Posted by: luminous at December 18, 2004 12:34 PM
you don't need a full CMS or (heaven help you) a slashdot clone, and if they don't have the interest in running their own server, why bother looking at Plone, PHPNuke, or anything like that? lots of corporations are looking at internal-only blogging and wikis as content management systems. this is not new territory, and they're not looking at sophisticated CMS systems.
look at what ross mayfield and his company socialtext.com are doing. they do hosted blogging services for internal only use (they host the server and lock it down to be visible only frm your site).
typepad offers password protected blogging, ie for reading and for commenting. that's probably your best bet. i don't know if blogger does that. i have been extremely happy with typepad's service, price, and terms.
what they need to do is look at what it is they're looking at doing, what goals they want to achieve. blogs are great for a publish only medium, but for easy knowledge capture they should look at something like a wiki. socialtext is one of the only reasonable places i know of doing hosted wikis. i've used their stuff and i can say it's fantastic.
i wholeheartedly agree with the idea of having it hosted somewhere, so that they don't have to deal with the burden of running their own infrastructure.
Posted by: jose at December 18, 2004 03:04 PM
I have a lawfirm-only weblog on typepad that's password protected. The dialog box for the password pops up the first time you access it, then you can check a box that says "save the log-on information" so that's it's easy to access again. I don't put anything confidential information on it, but nonetheless, it's only for law-firm use and it works fine.
Posted by: Evan at December 18, 2004 05:10 PM
Spaces, by MSN, is free and can be protected so as to allow only certain users with MSN (hotmail or passport) accounts. But it's really limited in changing stuff, so I wouldn't really recommend it. But it IS free.
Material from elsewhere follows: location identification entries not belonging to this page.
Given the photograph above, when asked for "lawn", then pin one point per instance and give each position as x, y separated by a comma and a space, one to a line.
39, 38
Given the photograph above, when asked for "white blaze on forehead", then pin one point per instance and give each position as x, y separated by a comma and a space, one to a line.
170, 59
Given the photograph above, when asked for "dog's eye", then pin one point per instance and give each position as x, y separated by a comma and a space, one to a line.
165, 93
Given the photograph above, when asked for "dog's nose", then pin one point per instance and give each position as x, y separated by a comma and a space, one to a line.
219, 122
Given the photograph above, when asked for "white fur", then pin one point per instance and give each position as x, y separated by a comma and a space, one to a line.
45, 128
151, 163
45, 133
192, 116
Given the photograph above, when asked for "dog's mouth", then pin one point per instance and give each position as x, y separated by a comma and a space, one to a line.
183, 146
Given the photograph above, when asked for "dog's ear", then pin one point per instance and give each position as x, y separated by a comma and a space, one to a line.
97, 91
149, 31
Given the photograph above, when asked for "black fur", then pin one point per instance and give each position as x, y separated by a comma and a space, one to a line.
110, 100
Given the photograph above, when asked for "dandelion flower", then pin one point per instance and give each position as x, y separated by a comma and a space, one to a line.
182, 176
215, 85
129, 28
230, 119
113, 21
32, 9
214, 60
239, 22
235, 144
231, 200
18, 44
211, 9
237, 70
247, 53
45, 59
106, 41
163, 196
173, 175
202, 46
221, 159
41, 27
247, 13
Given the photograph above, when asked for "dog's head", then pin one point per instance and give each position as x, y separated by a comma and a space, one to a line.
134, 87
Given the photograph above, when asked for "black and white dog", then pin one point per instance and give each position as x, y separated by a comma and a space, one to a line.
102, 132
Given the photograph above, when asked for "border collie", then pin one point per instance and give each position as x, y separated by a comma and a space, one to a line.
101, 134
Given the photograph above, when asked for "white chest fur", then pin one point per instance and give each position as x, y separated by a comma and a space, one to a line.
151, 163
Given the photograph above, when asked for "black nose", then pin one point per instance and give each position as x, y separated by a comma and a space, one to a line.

Blogger doesn't do the password ones anymore.
Posted by: E. McPan at December 18, 2004 05:24 PM
This is easy... I set up a blog for a friend where the homepage was available to everyone, but archives were in a directory that was password-protected. Just using .htaccess to protect the sub-directory (in his case, /archives) meant that the full text of posts was only visible to those with the password. (The home page showed just the first paragraph, kind of a teaser...) I used Movable Type for this, but it's easy enough to do with any blogging app where you have enough control over the server to set up an .htaccess file.